Ce soir-là. la petite dernière semblait bien faible et grelottante. On l’a rentrée dans la maison, on l’a réchauffée, on lui a donne un biberon de similac et elle a passé une nuit paisible. Le lendemain, et malgré nos craintes, Robéa a accepté de la reprendre comme sa fille légitime. Les deux autres n’avaient pas chaud, et Robéa ne semblait pas fournir beaucoup de lait.

Appelé à la rescousse, Marc, notre gentil voisin éleveur de moutons est venu voir ça. Le pis semblait engorgé, mais on a pu en tirer une quantité de colostrum qu’on a mélangé au prochain biberon, équitablement réparti aux trois petits. Ce jour-là (c’était hier), tout semblait bien parti, les agneaux se tenaient debout et trouvaient le pis maternel. Nous croyions que la petite famille était sauvée.

Ce matin, la femelle première-née gisait morte et froide, le petit mâle n’en menait pas large et semblait souffrir d’hypothermie. On l’a rentré, on l’a baigné dans l’eau chaude, on l’a installé devant le foyer, on a tenté vainement de lui faire téter le biberon. Comme il perdait sa vitalité à vue d’oeil, on est allés chercher un tube de gavage chez le voisin. On a réussi à lui faire ingurgiter deux onces. il semblait même prendre du mieux. Et puis tout-à-coup, il a tout régurgité et c’était la fin.

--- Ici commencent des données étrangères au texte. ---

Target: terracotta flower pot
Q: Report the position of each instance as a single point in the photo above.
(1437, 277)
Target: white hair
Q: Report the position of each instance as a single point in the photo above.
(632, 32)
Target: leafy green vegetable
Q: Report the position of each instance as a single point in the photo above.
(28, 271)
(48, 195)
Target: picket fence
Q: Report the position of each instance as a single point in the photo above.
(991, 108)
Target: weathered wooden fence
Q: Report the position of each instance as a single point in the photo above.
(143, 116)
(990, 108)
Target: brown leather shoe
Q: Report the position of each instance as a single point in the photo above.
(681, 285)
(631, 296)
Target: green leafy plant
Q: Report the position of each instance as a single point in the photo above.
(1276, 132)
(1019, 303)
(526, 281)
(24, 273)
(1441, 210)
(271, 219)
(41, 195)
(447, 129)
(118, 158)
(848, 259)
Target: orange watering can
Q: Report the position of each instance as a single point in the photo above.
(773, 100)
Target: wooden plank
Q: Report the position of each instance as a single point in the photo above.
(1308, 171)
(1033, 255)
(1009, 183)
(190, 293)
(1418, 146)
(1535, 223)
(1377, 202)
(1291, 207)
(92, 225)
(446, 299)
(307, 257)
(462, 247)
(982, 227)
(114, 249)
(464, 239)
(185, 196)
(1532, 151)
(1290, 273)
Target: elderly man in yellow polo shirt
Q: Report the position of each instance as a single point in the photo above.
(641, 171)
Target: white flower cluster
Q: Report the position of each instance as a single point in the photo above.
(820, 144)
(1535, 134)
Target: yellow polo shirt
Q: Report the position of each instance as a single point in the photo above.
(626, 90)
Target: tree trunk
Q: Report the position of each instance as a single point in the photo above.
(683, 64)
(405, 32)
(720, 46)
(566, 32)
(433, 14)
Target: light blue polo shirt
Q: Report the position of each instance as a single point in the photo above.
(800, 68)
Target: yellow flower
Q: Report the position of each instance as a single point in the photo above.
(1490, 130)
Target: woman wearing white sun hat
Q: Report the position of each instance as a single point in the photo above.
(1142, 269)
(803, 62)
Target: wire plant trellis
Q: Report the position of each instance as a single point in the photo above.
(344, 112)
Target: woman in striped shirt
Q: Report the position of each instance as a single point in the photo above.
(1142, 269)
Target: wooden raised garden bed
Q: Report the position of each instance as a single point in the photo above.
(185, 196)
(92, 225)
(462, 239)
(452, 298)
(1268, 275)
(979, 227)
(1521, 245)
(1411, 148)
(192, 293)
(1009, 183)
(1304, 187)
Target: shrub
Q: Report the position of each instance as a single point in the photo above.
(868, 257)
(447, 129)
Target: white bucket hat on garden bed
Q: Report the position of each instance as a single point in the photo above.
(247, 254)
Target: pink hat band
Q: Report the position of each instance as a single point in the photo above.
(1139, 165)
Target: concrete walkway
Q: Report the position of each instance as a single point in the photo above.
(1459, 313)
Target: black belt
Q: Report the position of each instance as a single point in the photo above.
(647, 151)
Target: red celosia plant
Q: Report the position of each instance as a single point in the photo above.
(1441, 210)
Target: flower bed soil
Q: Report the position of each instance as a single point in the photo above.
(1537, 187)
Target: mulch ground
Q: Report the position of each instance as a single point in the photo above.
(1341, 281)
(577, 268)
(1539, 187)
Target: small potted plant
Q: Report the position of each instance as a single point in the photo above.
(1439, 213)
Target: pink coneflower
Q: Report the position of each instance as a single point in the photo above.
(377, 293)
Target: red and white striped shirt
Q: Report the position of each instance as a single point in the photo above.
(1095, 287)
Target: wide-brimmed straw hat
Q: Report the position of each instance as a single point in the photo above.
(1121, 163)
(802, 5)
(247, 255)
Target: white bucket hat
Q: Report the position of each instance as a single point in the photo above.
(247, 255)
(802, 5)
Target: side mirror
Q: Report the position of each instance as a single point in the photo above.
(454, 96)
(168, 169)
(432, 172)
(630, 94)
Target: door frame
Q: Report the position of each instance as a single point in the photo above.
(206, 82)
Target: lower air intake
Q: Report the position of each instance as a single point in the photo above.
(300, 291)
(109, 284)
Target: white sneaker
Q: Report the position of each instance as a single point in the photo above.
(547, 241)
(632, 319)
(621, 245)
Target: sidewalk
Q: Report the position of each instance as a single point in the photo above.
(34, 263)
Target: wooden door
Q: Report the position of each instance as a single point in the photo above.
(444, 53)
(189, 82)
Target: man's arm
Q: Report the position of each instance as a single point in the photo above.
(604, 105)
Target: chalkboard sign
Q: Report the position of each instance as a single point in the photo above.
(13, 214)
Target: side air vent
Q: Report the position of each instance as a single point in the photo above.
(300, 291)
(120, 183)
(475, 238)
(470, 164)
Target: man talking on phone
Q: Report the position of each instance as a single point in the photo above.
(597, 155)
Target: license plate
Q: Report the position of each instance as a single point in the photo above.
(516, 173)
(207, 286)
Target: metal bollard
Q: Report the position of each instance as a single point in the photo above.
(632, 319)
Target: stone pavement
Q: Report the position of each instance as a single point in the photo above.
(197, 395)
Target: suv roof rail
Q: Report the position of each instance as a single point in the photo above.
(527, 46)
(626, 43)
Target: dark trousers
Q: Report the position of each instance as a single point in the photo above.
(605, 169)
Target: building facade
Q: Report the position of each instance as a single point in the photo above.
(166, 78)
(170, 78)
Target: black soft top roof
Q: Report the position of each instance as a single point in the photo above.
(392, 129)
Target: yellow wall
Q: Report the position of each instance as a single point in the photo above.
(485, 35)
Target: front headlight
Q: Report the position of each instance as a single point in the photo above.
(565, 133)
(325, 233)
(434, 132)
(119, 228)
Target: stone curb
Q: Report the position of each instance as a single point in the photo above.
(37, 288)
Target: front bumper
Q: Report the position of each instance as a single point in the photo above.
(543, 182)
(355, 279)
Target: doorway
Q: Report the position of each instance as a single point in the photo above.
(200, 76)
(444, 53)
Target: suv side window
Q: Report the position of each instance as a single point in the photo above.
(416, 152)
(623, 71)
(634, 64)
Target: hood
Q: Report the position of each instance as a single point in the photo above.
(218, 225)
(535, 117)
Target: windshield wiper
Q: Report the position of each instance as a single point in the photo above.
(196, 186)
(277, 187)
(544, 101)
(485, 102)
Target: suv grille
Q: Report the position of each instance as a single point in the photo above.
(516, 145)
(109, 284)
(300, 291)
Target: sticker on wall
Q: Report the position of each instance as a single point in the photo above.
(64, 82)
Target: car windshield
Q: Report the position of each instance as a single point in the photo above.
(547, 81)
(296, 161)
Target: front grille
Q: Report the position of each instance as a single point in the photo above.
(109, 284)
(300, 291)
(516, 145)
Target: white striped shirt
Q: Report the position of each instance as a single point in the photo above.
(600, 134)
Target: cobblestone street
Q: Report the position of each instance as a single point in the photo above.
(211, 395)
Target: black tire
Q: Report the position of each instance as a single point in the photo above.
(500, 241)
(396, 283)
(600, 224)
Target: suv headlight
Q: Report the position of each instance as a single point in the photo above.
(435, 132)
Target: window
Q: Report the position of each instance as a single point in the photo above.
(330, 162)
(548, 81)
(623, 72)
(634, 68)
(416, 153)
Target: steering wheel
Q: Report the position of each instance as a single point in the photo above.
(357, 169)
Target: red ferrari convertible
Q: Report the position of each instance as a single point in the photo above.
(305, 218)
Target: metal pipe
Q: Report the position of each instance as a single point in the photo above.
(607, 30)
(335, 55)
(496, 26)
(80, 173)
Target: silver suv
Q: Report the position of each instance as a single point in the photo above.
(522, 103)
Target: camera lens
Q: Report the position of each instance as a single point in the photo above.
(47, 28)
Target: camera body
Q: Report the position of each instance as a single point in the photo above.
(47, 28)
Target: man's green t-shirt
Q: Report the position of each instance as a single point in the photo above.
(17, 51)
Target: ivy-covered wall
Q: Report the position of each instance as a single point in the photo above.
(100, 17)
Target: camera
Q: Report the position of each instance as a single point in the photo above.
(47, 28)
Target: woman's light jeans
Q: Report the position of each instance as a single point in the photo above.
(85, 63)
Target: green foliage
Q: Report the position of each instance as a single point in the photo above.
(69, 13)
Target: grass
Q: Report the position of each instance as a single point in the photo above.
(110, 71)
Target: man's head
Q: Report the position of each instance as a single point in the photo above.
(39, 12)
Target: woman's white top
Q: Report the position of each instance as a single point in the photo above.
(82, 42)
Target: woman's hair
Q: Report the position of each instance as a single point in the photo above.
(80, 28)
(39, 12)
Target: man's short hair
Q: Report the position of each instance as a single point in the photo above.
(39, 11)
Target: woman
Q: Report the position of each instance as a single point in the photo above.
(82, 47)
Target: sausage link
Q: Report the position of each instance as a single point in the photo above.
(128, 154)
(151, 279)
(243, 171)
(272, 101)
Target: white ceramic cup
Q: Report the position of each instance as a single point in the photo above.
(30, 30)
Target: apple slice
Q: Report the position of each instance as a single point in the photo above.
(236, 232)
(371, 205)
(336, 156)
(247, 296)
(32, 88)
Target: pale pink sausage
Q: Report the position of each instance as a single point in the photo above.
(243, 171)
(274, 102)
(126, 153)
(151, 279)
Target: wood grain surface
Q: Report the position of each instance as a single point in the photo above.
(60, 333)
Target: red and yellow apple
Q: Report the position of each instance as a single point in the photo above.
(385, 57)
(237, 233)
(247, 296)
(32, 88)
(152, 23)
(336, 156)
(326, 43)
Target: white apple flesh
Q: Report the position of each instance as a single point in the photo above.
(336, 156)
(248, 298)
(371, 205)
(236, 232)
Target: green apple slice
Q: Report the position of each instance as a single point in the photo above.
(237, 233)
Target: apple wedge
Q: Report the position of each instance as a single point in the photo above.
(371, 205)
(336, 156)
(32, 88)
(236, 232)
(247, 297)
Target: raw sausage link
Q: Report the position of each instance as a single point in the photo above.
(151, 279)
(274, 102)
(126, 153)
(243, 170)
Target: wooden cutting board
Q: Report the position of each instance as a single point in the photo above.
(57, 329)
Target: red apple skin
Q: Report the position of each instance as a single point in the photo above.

Il reste la petite, celle qui semblait la plus faible, et qui va toujours bien à l’heure qu’il est. Robéa devrait avoir ce qu’il faut pour l’alimenter. Mais on suit la situation de près et on tient un biberon au frigo pour suppléer au besoin.

Et nous apprenons beaucoup de choses, sur la vie et aussi sur la mort.

Du côté d’Esméralda, c’est toujours le suspense… Elle est un peu ronde du bedon, mais rien n’est sûr encore. S’il y a des chevreaux, ce serait pour la mi-avril, je vous tiens au courant.